Further Study On The Error Estimates For Least Squares Problems

Least squares problem was first proposed and clearly expressed by Gauss. With the development of research, the least square method is not only a basic tool in many branches of Mathematics, but also widely used in the research of Economics, Measurement, Statistics, Optimization, Information processing, Automatic control, Engineering and Operations. Curve fitting, Statistical data processing and analysis, Modeling of geodetic problems can be reduced to the least squares problem.Using the numerical method for solving mathematical problems, due to rounding error is almost inevitable,the results obtained are generally inaccurate. Therefore it is necessary to estimate the error. Generally, there are two types of error estimate: one is the forward error estimates, which estimate error of each step to see the case of accumulation and dissemination. The other is the backward error estimate. It interprets rounding errors as being equivalent to perturbations in the data. This thesis mainly studies backward error estimates.The results of backward error estimates have at least three aspects of applications:First, they can be used to test the stability of new numerical methods.Second, combined with the theory of condition number, they estimate the accuracy of computed solutions.Third,they set reasonable stopping criteria for iterative algorithm.This thesis composes of three chapters:1. The historical development and broad research situation about error estimates for least squares problems is introduced.2. Brezinski et al. present a family of error estimates, which depend on a parameter, for least squares problems.

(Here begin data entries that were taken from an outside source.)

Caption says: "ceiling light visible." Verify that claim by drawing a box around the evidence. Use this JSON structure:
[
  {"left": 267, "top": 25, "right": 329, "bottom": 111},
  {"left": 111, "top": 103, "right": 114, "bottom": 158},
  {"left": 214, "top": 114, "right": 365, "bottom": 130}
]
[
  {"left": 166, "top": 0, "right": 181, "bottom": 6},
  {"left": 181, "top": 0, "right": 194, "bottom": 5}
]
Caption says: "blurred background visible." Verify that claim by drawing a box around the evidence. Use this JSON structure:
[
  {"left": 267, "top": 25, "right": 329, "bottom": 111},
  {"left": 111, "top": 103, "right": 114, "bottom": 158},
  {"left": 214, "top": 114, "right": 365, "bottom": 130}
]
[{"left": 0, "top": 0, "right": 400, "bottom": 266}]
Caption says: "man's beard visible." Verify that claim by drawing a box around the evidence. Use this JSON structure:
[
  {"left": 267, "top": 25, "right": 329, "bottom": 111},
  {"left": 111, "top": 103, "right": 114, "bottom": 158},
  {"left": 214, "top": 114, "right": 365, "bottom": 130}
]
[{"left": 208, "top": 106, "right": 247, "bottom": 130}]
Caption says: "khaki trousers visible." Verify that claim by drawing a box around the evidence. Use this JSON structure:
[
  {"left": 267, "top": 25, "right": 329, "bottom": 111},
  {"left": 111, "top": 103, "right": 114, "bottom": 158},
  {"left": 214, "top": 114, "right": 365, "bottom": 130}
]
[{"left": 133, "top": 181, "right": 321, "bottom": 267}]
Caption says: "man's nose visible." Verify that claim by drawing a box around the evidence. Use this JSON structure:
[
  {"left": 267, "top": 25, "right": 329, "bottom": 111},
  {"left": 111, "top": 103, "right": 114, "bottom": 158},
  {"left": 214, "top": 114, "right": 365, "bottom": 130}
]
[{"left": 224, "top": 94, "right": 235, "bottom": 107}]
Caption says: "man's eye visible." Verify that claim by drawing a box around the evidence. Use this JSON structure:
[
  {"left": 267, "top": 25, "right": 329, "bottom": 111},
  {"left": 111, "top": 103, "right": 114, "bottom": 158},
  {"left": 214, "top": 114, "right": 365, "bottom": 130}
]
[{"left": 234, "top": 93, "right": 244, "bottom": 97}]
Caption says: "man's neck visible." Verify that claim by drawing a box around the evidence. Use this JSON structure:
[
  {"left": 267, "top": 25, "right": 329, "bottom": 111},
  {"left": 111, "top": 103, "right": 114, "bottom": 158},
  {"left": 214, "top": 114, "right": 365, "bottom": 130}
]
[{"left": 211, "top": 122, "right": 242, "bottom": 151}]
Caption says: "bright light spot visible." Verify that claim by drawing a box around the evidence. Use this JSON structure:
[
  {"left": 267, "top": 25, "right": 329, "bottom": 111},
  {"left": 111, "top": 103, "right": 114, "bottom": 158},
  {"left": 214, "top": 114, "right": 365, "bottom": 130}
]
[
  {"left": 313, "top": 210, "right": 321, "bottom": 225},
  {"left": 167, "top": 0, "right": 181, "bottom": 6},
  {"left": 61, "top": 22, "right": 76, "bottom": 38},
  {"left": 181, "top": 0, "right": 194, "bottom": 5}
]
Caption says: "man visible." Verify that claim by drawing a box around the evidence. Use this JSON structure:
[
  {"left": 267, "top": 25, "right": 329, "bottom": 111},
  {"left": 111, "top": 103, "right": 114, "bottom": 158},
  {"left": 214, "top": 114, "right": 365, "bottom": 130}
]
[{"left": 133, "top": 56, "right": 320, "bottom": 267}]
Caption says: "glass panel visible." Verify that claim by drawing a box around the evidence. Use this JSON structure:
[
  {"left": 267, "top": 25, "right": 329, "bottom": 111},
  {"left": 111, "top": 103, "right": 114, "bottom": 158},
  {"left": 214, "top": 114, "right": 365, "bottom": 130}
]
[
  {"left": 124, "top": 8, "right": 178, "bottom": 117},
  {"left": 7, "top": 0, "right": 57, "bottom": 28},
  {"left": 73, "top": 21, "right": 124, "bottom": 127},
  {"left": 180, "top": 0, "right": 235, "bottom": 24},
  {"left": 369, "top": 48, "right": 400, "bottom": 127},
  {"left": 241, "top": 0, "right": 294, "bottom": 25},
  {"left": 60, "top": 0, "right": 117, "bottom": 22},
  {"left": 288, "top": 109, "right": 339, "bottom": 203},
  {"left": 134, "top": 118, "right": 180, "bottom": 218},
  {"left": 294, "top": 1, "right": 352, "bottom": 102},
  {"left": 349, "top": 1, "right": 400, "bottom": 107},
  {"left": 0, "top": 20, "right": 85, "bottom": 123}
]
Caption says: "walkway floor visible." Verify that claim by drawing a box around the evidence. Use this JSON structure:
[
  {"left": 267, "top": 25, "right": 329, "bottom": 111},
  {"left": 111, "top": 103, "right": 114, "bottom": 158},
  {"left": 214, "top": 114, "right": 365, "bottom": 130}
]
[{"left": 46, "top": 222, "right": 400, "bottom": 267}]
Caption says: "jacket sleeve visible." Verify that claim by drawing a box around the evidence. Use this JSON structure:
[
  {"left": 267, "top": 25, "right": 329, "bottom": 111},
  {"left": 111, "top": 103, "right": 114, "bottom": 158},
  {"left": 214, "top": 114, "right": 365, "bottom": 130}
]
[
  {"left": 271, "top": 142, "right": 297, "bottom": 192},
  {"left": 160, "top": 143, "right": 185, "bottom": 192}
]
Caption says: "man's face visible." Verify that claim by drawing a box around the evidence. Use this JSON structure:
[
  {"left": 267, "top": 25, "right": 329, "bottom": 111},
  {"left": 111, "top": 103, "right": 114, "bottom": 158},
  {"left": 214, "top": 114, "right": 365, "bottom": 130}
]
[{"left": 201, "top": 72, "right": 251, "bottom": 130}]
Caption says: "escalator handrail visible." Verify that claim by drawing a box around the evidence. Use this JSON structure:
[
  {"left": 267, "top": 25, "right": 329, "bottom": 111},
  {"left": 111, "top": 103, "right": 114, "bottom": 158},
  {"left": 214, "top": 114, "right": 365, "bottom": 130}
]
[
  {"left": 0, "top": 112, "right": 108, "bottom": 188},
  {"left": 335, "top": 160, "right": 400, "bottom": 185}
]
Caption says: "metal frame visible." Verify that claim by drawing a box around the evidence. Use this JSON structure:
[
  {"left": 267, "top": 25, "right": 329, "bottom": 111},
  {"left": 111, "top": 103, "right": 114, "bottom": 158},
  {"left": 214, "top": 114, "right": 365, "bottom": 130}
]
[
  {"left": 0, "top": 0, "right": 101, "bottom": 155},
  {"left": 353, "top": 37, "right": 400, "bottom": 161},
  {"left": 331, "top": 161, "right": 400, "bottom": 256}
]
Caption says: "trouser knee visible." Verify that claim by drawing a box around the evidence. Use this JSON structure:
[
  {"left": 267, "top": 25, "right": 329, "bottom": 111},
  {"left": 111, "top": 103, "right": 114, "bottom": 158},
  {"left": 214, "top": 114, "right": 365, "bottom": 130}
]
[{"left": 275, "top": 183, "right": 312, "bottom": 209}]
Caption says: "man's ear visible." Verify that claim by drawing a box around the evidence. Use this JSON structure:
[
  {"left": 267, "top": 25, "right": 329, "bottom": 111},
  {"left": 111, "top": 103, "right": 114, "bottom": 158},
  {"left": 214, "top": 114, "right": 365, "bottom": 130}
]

We continue their study and make three folds of contributions. First, a parameter choosing strategy is suggested. Second, some new properties of these estimates are presented.Finally, several remarks on applications of these estimates to Tikhonov regularization are given.3. Karlson and Waldén present a good estimate of the optimal backward error for the linear least squares problem. We consider constrained least squares problems and derive Karlson and Waldén type estimates of the optimal backward errors for the scaled total least squares (STLS) and the least squares over a sphere(LSS) problems. The results are illustrated by numerical tests.